Deux angles d’attaque différents pour revendiquer l’égalité de traitement quelque soit l’orientation sexuelle et pointer, à quelques dizaines d’années d’écart, l’intolérance, le conservatisme, le rejet de la différence. Les deux méthodes sont utiles, complémentaires et chacune a son efficacité. Les deux films sont forts émotionnellement, l’un touchant une fibre sentimentale, l’autre agitant la colère.

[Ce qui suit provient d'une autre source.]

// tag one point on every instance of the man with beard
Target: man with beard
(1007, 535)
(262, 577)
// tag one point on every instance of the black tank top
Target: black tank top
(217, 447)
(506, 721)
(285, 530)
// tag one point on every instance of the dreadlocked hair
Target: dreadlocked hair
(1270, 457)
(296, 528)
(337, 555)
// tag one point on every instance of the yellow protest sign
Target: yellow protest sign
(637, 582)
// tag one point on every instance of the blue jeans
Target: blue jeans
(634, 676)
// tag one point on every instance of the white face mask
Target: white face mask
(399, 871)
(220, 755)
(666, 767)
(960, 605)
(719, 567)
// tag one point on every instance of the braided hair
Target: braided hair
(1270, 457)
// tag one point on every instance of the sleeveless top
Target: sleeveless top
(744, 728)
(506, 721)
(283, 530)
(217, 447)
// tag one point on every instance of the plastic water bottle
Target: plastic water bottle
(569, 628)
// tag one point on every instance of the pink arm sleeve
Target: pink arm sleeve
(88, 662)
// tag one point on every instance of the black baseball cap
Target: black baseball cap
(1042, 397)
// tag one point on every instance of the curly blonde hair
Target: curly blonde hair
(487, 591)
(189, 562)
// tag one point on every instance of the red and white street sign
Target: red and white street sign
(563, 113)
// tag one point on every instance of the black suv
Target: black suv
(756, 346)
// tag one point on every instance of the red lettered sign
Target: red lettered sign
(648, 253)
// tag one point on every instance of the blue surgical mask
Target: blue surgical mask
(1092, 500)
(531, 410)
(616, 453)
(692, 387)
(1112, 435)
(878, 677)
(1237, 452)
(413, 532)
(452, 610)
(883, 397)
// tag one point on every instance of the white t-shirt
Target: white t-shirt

Et de manière amusante, les deux ont été reconnus par la profession : « Une femme fantastique » a reçu l’Ours d’argent du Scenario en février à Berlin et « 120 battements par minute » a reçu le Grand Prix en mai à Cannes. Ils sont également bien partis a priori pour être appréciés du public.

Un rôle ? Non, une vie !

L’actrice principale est elle-même une personne transgenre, Daniela Vega, embauchée à l’origine par le réalisateur comme consultante pour garantir le réalisme du scénario. Dès la fin de son écriture, il lui confie le rôle principal. Elle est devenue très populaire au Chili, faisant même la Une d’un magazine féminin, habituellement réservée aux mannequins.

Et c’est elle qui est montée sur scène à Berlin recevoir le prix décerné au film.